An Artist's responsibility

G'day guys.  :D 
I have been wanting to start this thread on this forum for a long time. Some of you might have heard Andrew Price, (the guy who runs Blender Guru)  talk about this topic some weeks ago in a pod cast. 
What i mean about an artists responsibility is where does the border go. What is okay to make and whats not okay. I am not only talking about  film but, 3D art and all kinds of visual art in general.
Is it example okay to make to animate a picture of an atomic bomb?  A friend of my did, he animated a still-photo and posted it several art pages. The feedback wasn't very positive. The picture is long gone from the Internet now, do i need to say more?
Here are two example
Think of todays modern warfare games like Battlefield and Cod etc. They give young people almost a pornographic representation of what war really is. Is that okay? 
If you go to almost any serous 3D art forum, and take a look at the gallery. I can almost guarantee you that every 10th picture is of some girl in a slutty outfit. "you gatta make what you love right?" Almost no one sets question around this. 

Its very hard to explain this topic and i am very bad to explain this since English inset my mother-tongue.
But hope you guys understand  :D
So, any tought?
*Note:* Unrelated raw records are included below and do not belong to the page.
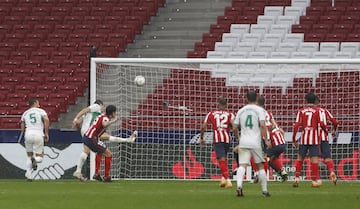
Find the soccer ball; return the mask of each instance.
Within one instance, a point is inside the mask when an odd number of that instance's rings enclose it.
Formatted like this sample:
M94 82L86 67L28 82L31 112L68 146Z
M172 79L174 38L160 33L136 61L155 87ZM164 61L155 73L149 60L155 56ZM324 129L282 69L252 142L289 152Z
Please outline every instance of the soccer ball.
M138 75L134 79L134 83L137 86L143 86L145 84L145 77L142 75Z

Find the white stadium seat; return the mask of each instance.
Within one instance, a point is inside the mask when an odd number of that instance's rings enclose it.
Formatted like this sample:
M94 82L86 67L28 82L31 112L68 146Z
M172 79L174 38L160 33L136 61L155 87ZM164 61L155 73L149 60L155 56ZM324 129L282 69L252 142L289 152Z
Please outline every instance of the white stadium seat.
M242 37L241 42L251 42L251 43L258 43L261 41L264 34L261 33L248 33L244 34Z
M269 57L269 52L249 52L248 57L252 59L266 59Z
M284 15L300 17L301 15L304 15L304 10L305 10L304 8L305 7L287 6L285 7Z
M302 42L299 43L299 52L316 52L319 51L318 42Z
M313 52L311 58L314 59L328 59L333 57L333 52L323 51L323 52Z
M230 59L245 59L248 57L249 52L246 51L232 51L229 52L226 58Z
M255 51L257 43L255 42L239 42L234 51L242 51L242 52L252 52Z
M255 50L257 52L273 52L277 48L276 42L260 42L257 44Z
M264 8L265 16L280 16L284 14L284 7L281 6L266 6Z
M299 23L299 17L297 16L278 16L276 24L293 25Z
M298 48L298 43L280 43L277 51L278 52L294 52Z
M289 25L279 25L279 24L274 24L274 25L271 25L270 27L270 30L269 30L269 33L272 33L272 34L287 34L289 33L289 30L290 30L290 26Z
M226 52L222 51L208 51L207 58L214 59L214 58L224 58L226 56Z
M321 52L337 52L339 51L339 42L320 42Z
M294 59L308 59L311 57L311 54L311 51L291 52L290 57Z
M272 25L276 21L276 16L259 15L257 17L257 24L259 25Z
M358 52L360 51L360 43L359 42L341 42L340 43L340 51L343 52Z
M303 33L288 33L285 34L283 42L296 42L301 43L304 42L304 34Z
M350 59L354 57L354 52L334 52L334 58L336 59Z
M271 43L279 44L280 42L282 42L283 38L284 38L283 34L267 33L267 34L264 34L263 42L271 42Z
M222 42L229 42L236 44L241 40L242 34L238 33L223 33Z
M264 36L263 34L267 33L269 31L269 28L270 28L269 25L252 24L250 26L250 34L259 33L262 34L262 36Z
M290 52L270 52L271 59L287 59L290 57Z
M249 33L250 24L231 24L230 33Z
M216 42L215 51L230 52L233 50L234 44L231 42Z
M307 7L310 5L310 0L291 0L291 5L295 7Z

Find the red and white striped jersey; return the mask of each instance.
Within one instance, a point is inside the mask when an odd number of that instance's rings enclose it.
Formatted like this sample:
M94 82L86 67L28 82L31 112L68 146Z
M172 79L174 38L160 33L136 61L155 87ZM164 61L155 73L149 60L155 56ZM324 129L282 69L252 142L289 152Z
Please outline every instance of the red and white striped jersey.
M266 128L267 130L271 130L271 126L272 126L272 123L271 123L271 120L273 119L273 114L268 111L268 110L265 110L265 125L266 125Z
M211 123L214 131L213 143L230 143L231 121L234 120L234 114L226 110L214 110L206 115L204 123Z
M277 146L280 144L285 144L285 139L284 136L281 134L281 131L279 128L274 128L271 132L270 132L270 140L271 140L271 145L272 146Z
M325 124L320 120L319 108L315 106L308 106L300 109L296 116L293 131L293 142L296 141L296 133L299 127L302 128L300 144L316 145L320 143L319 140L319 125L324 128ZM326 128L324 128L326 129Z
M106 127L103 126L103 122L108 122L110 119L106 114L99 115L94 122L91 124L90 128L86 131L85 136L93 139L95 137L101 136L106 131Z
M329 110L320 107L320 120L325 124L327 128L328 121L331 121L333 125L333 129L337 129L337 126L339 125L338 121L334 118L334 116L329 112ZM321 141L329 141L328 137L328 129L323 130L319 127L319 137Z

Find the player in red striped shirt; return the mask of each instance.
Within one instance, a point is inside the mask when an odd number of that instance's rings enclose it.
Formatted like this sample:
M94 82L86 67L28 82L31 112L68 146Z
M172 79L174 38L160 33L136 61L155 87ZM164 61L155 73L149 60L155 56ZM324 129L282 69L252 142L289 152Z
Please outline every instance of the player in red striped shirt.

Whats and Artists responsibility?
I will leave you to an quote from Kurt Cobian 
"i would rather be hated for who i am than loved for who i am not."


  • duffman
    duffman Posts: 235 Enthusiast
    Should we, as artists, limit what we can create based on a precieved social norm?
    I believe as artists we have a responsibility only to ourselves to create our visions.
    Lets face it, no matter what you do you will always have detractors.  
    The better a man deserves the worse people will speak of him.
    There are no borders, boxes, or lines to be between for art.
    But there are small minds that will, read, listen, and view art trying to stuff it into their small world, instead of using it as a tool to try expanding their view or understanding.
    To everyone that creates and puts it out there for the world to experience, I tip my hat to you. It takes alot of guts to open yourself up to the possibilty of ridicule and rejection. 
    Would there have been a Kurt Cobian, Jackson Pollock, Frank Zappa, Andres Serrano, or a Kurt Vonnegut if they had limited their creations to what was preceived as acceptable?
    "Art for art sake.":-Oscar Wilde

  • ESPictures
    ESPictures Posts: 533 Just Starting Out
    I think of art as applied philosophy.  Every form of art reveals something about the nature of the artist creating it and the people who enjoy it.  For example, if you look at say Jackson Pollock (mentioned by Duff) I've never liked his paintings.  They're all random and chaotic and all they say to me is that the person who made them must think life is meaningless and chaotic because that's what his paintings are.  I don't dispute his right to paint that way or other people's right to enjoy the paintings though.  But it's not my thing. 
    Anyone should be able to create anything they want. 
    The responsibility is on people who view it.  If it's a child, their parents should carefully consider whether to allow them to view it based on their level of maturity.  Anyone can decide what art they wish to see and enjoy whatever they like.  No art is forced on anyone.  So I would say the artist is only responsible for themselves.  But having said that, I think a lot of artists should be a lot more careful in deciding what they want to convey.
  • SimonKJones
    SimonKJones Posts: 4,448 Enthusiast
    Theoretically there are no limits, but it depends entirely on context.
    For example, if you're making a show for kids aged 5, you have different responsibilities as an artist than if you were making something for adults. You can still fully express yourself as an artist, but the context is very different and will inevitably affect the results.
    Ultimately, it's up to the audience to judge an artist. If an artist makes something reprehensible, I would expect the audience to tell them so. But I wouldn't want that artist to feel prevented or restricted from making the thing in the first place.